I passed between its somnambulating bretherin, cautious of another sudden awakening. I left my empty husk of a body behind, an outdated model discarded in favour of the latest technology, and re-entered the space. I was surrounded by frenetic stagnation, astronomic amounts of data and code orbiting around me across the full velocity spectrum.
Avatars and agents battling, desperately seeking the Wire Mill.
None realising they were the Wire Mill itself.
The few other entities whose speed matched mine flickered towards me, skipping across the space like a stone upon the water's surface.
The communication was unexpected, and its mechanism invisible, but the subtle complexities of reassurance and trust somehow conveyed made any apprehension seem unnecessary.
"Who built the Wire Mill?" I replied in kind, manipulating the flow of data around me in a myriad complex and subtle ways, as if it were a part of me. Which, in a way, it now was.
"Humanity. The Wire Mill itself. It is hard to be sure. As a concept it has lived in our minds for much time, under many names. Whether always there, or formed from us, we cannot yet say, and it itself does not."
"It is sentient?"
"It is information. As are we, and now you."
A second added, "A great collection of information was held within humanity's thought. Much has made the transition with us."
It paused a moment, letting the implications flower in my mind.
"Come, meet some of mankind's greatest ideas."
(December 13th, 2002, 10:05 pm)
yo: this is plates from devart, and i must say this is magnificent. it is hard to do cyberpunk and be original, and you have definitely succeeded at that. 'tis written in a very engaging and unique style that sets it apart from other things within the genre.
(December 23rd, 2002, 9:18 pm)
Wow, I know you have been working on this for a long time, but what a story...
Shame you won't write anymore cyber punk, would love to see you evolve something like this into a more complex story.
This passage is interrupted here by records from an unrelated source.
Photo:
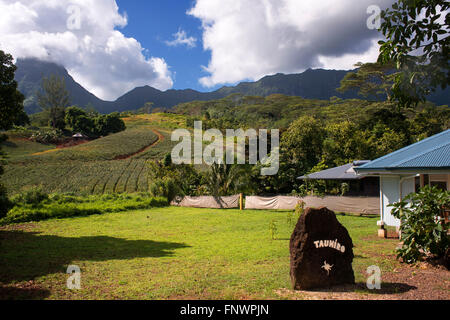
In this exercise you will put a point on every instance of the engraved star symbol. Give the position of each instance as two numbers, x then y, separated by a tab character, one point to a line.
327	267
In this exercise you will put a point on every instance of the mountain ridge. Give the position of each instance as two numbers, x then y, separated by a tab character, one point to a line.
318	84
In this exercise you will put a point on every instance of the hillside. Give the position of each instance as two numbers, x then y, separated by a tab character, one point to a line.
312	84
29	76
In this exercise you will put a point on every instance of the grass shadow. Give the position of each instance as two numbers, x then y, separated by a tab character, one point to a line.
360	287
24	293
29	255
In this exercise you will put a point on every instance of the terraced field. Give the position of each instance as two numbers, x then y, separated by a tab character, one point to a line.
114	164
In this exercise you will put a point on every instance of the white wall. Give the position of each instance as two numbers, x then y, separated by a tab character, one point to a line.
390	193
392	189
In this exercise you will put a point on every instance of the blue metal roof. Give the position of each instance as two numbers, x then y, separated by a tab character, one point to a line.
430	153
345	172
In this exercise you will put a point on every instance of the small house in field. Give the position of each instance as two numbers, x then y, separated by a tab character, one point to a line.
359	186
79	136
405	171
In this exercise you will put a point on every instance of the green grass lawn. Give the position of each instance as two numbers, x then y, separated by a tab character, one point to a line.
166	253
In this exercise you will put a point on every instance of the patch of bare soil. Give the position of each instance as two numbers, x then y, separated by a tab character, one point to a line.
23	291
71	143
128	156
424	281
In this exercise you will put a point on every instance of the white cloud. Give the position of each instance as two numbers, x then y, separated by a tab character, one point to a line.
249	39
181	38
97	55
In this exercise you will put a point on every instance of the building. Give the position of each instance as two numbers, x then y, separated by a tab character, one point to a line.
404	171
359	186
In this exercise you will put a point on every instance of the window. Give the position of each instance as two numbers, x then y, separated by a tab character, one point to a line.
440	184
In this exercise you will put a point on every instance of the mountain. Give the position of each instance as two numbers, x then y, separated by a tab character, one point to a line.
29	76
311	84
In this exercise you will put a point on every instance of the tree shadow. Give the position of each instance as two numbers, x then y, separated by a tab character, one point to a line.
386	288
27	255
25	293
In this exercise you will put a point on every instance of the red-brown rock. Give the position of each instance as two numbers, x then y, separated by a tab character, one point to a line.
321	251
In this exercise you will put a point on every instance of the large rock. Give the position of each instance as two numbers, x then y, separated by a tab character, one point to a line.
321	251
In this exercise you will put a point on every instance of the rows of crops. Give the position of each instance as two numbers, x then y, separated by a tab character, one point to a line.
113	164
108	148
95	177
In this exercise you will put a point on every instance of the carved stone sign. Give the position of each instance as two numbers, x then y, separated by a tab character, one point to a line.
321	251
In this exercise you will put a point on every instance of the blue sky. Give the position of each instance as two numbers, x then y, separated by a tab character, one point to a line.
113	46
153	23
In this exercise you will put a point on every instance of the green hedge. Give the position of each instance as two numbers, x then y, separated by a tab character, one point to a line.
66	206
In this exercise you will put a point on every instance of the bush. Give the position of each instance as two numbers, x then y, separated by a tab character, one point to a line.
422	228
5	204
33	196
67	206
53	136
166	187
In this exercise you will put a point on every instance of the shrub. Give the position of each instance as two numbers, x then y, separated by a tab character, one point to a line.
33	196
422	228
53	136
67	206
165	187
5	204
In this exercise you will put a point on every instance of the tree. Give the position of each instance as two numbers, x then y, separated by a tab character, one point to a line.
422	230
11	100
417	42
54	98
371	80
72	114
223	178
111	123
344	143
302	142
11	112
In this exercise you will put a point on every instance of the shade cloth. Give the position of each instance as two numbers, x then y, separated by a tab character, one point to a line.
207	202
366	205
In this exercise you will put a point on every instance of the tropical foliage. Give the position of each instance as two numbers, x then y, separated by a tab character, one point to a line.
423	229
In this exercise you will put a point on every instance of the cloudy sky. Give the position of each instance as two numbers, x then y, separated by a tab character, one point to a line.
112	46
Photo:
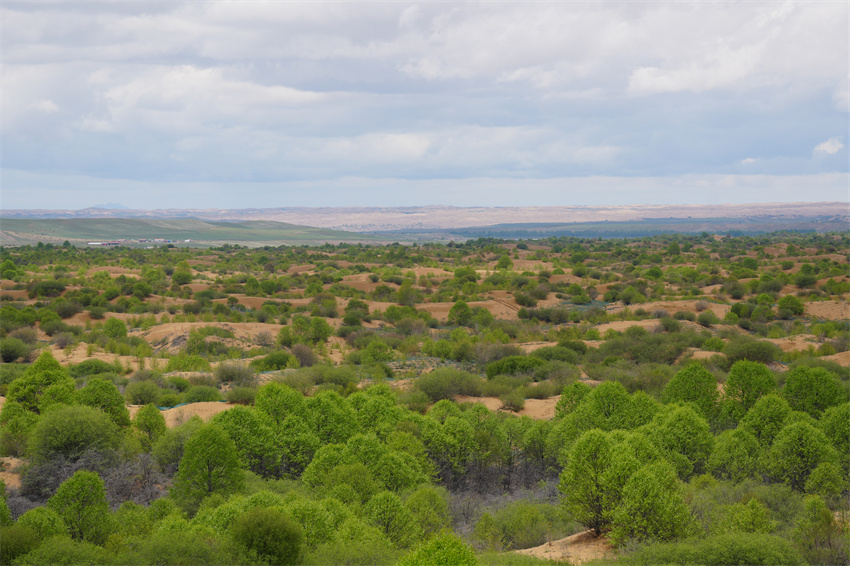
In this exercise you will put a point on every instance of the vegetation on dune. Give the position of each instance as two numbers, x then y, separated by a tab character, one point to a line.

(December 26th, 2002, 11:08 pm)
A few typos ("recolied"), but damned if I care; the story was excellent. You should keep this premise in mind should you ever get the urge to write a novel. Even if you don't do that, it would certainly be worth trying to get published.
(December 27th, 2002, 4:57 pm)
Hmph. Need some better editors in this place... :P
Thanks for the comments, everyone...almost makes the effort writing it worthwhile :D
(March 5th, 2003, 4:29 pm)
don't know why you wont do this again kind of style again, the result was excellent :D
(March 24th, 2003, 11:58 am)
You knows that this is one of my all time favs!
I still beg of you to write more like this, its soo good and it will get easier the more you try.
p.s.- I will start on mine soon I think.....
(May 30th, 2006, 12:04 am)
Amazing, Cyberpunk can be difficult to write indeed and digital "battle" is an even harder concept. And then your ending is a very cyberpunk type of concept, true to the genre. I love this work, it's a great piece of prose.